Peer Sam
Open Arms Peers express their feelings on the situation in Afghanistan
In the conversation about the impact of the Taliban returning to government in Afghanistan, I guess there’s a sense of trying to make meaning of what our time spent there meant. It’s hard for me to express sometimes, because my experience doesn’t include deployments to Afghanistan, or anywhere else, but Afghanistan is where my life changed, despite not having been.
My dad (pictured) deployed to Afghanistan in 2010. I joined the Army in early 2011 while he was away. He went over as an energetic, excited and committed person and officer and returned with a grey, deadened demeanour.
His time in Afghanistan changed him in ways that I didn’t understand at the time but do now.
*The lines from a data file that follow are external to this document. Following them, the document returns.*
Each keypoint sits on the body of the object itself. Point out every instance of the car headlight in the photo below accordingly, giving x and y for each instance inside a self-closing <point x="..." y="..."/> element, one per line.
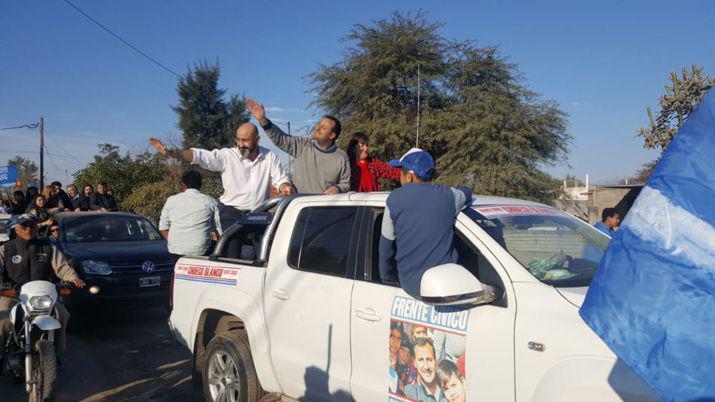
<point x="96" y="267"/>
<point x="41" y="303"/>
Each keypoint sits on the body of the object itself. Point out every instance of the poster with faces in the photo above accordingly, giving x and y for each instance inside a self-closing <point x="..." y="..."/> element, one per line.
<point x="427" y="352"/>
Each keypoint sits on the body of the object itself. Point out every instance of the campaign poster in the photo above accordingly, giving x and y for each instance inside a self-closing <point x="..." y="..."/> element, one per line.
<point x="427" y="352"/>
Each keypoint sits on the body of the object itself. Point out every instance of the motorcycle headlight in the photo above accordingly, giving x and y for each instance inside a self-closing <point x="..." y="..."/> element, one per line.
<point x="40" y="303"/>
<point x="96" y="267"/>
The way he changed impacted his relationships with all of my family, and while he was trying to find his way home, and before he and I were able to discuss what happened during his deployment that affected him so much, he died.
The grief of losing my dad without the understanding of what had happened around him or to him that made him change is extraordinary. Especially considering that I was, by the time he died, a soldier in my own right and at the start of my military career, so I was not totally blind to the context in which he had been injured.
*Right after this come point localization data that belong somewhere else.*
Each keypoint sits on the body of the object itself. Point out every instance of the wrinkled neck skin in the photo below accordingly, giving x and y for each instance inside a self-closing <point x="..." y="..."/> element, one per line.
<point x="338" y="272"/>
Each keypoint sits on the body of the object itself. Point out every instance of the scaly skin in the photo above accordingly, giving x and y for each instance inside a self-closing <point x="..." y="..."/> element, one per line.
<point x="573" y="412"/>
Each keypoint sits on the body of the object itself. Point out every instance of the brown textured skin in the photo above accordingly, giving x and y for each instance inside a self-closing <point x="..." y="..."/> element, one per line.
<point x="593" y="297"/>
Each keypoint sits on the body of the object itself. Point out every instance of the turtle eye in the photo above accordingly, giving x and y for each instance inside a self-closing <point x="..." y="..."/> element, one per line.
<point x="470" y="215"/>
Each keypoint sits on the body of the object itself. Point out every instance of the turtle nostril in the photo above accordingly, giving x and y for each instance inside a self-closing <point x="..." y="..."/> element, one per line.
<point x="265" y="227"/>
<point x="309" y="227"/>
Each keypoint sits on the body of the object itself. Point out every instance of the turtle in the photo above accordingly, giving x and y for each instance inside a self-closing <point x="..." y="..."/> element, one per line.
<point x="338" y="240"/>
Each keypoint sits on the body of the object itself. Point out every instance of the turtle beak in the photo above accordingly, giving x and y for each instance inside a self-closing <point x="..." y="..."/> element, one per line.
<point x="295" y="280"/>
The way that the conflict in Afghanistan has finished has asked me to make meaning (again) of the loss of a parent, the sacrifice we made as a family, the sacrifices he made as a parent, a husband and more unknowingly the sacrifices to his mental and physical health, to ask again whether it was worth it, what was achieved and do I deem it worthwhile.
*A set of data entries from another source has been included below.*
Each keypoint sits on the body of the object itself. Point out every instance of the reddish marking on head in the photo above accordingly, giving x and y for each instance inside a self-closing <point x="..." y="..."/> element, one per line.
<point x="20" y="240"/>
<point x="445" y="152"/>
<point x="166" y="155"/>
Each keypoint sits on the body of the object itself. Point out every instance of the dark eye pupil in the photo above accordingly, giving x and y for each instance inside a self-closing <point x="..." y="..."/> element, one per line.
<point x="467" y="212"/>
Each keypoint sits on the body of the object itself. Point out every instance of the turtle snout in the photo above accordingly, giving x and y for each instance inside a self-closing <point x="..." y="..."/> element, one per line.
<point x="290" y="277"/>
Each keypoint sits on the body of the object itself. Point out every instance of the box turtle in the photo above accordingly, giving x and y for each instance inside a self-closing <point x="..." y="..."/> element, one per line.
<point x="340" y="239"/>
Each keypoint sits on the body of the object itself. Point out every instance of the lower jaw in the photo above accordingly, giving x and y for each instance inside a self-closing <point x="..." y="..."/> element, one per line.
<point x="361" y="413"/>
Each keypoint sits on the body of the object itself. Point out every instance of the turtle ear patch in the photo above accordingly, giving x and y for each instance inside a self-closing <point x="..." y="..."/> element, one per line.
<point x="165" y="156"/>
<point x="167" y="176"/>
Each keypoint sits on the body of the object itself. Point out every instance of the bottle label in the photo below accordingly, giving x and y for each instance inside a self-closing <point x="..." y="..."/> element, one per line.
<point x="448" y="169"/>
The answers to those questions are in layers and shades of grey.
Some yes and some no, some without a definite answer. The judgements, meanings and symbols are all my own – they don’t (and can’t) generalise to the majority.
I think it’s incumbent on all of us to seek to make our own meaning out of whatever Afghanistan symbolises to each of us. The media can’t give us a satisfactory answer, nor can the politicians or historians.
I think there has to be a comfort in “my truth”.
An understanding that “my truth” doesn’t equate to anyone else’s or objective fact, but a comfort in knowing our intention, what we achieved personally and where we made meaningful contributions.
Giving ourselves permission to feel and experience the full spectrum of emotion is an important part of making that meaning, and so is connection with others that share the same or similar experience. Connecting with people with the intention of finding words around our inner experience is how the healing starts and continues.
Counter to that, there is no obligation to have a feeling about anything, you are allowed to be indifferent, settled and comfortable.